JAKARTA - Tim Gubernur untuk percepatan Pembangunan (TGUPP) kini tengah menjadi sorotan publik pasca bergabungnya Kelik ke dalam tim tersebut setelah pengunduran dirinya dari jabatan Kepala Dinas Perumahan Rakyat dan Kawasan Permukiman.

Kinerja Kelik masih di bawah rata-rata dan dainggap tidak dapat memenuhi kegiatan strategis daerah sesuai perjanjian kinerja. Kelik kemudian memilih mengundurkan diri dan mencoba bergabung TGUPP. Selain Kelik, ada iga PNS yang sudah bergabung ke TGUPP. Mereka adalah mantan Kepala Biro Umum; Firmansyah, mantan Kepala Biro Administrasi; Lutfi Arifin serta mantan Wakil Kepala Pajak dan Retribusi Daerah; Yuandi Bayak Miko.

Menyoroti hal ini, Badan Kepegawaian Daerah (BKD), Kahidir langsung menepis adanya anggapan TGUPP berisi orang buangan.
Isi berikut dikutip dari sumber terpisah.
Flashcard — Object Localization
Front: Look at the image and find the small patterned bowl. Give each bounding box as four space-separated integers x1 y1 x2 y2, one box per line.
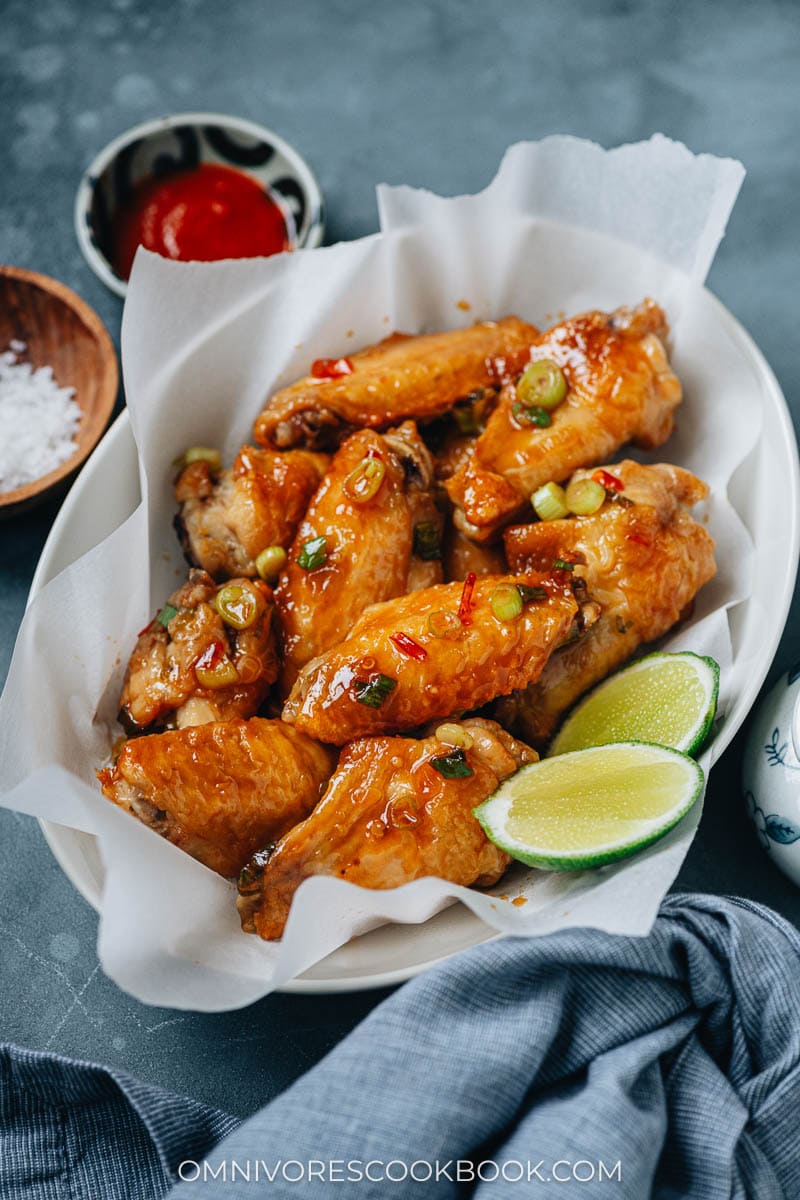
742 665 800 886
74 113 325 296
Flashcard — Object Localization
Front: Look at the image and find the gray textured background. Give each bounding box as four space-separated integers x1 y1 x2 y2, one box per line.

Chaidir menjelaskan TGUPP justru berisi orang ahli yang pernah menjabat Eselon I. Mereka lebih mengetahui historia perkembangan dinamika pemprov DKI Jakarta.

“dan perlu saya luruskan juga Tim TGUPP ini bukan orang-orang sembarang, rata-rata ya banyak orang yang cerdas dan memang ahli di bidangnya sesuai yang diharapkan. Orang yang bekas menjabat itu justru jadi penasehat. Karena orang ex-pejabat itu kan rata-rata ex-eselon I di lingkungan DKI” ungkap Chaidir (28/02/20).